For an impoverished son of a shoemaker, Hans Christian Andersen certainly made his mark in the world of literature, his legacy still flourishing almost 200 years after he was born in Denmark.
Next year writers and actors, including A S Byatt, Michael Morpurgo, Derek Jacobi, Sir Roger Moore and Elizabeth Hurley, will join a celebration of the 200th anniversary of the birth of the author of The Little Mermaid and The Emperor's New Clothes .
The occasion is being used by the Danes both to promote one of their most famous sons and for a worldwide literacy campaign. Crown Prince Frederik of Denmark and his wife Mary yesterday launched the celebrations at the British Library in London, which is to hold a blockbuster exhibition dedicated to Andersen's life and works next summer.
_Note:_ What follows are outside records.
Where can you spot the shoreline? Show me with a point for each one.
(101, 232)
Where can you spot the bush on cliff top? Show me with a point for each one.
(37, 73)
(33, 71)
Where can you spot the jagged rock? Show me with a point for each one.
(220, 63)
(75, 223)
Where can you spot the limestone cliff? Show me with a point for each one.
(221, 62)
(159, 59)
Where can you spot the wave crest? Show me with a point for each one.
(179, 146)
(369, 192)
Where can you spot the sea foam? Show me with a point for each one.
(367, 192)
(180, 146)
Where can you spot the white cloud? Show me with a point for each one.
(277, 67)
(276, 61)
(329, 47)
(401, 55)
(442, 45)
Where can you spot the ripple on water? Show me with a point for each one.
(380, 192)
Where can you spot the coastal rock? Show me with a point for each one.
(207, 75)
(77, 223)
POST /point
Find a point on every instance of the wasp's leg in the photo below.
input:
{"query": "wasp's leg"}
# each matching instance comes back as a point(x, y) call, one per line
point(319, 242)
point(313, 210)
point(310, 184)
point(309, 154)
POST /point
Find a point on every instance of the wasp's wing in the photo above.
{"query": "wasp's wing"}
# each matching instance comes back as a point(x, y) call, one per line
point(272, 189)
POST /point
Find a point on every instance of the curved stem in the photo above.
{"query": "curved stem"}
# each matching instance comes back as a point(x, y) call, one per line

Lars Seeberg, secretary general of the Hans Christian Andersen 2005 Foundation, which has contributed £27m towards the celebrations, said they regarded Andersen as more than a son of Denmark. He said: "We have invited the world to contribute with artistic renditions of the life and work of Andersen and our invitation has been well received."
The foundation is appointing a series of ambassadors to promote the use of Andersen's works in encouraging reading.
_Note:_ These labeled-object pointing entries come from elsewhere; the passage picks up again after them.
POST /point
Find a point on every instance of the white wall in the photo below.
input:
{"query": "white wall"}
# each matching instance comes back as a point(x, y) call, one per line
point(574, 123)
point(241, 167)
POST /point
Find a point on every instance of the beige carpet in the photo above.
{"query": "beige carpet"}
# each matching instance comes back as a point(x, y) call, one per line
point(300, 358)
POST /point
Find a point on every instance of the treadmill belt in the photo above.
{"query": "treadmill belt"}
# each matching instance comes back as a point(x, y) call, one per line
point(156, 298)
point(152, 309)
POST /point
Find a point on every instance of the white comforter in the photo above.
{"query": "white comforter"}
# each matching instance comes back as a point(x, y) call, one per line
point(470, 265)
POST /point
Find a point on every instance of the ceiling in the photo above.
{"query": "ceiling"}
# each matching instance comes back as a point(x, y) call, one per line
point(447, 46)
Additional British ambassadors include David Frost, the Danish-born broadcaster Sandi Toksvig and Jackie Wullschlager, Andersen's biographer.
Dame Byatt said yesterday that it was the dark stories of The Little Mermaid , The Snow Queen and Thumbelina which had turned her into a writer.
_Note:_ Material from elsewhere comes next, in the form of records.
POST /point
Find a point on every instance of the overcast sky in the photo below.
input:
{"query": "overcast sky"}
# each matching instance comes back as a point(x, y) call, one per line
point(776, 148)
The literacy campaign will be accompanied by a series of Andersen-related cultural events. The City of Birmingham Symphony Orchestra will also perform 10 new compositions by Danish composers which were inspired by Andersen's fairytales.
The actress Fiona Shaw and director Deborah Warner are collaborating on some similarly inspired theatre for children and the Tiger Lillies cabaret trio are to stage a version of The Little Match Girl .
Andersen, who lived from 1805 to 1875, visited Britain twice during his lifetime, most notably outstaying his welcome at the home of Charles Dickens.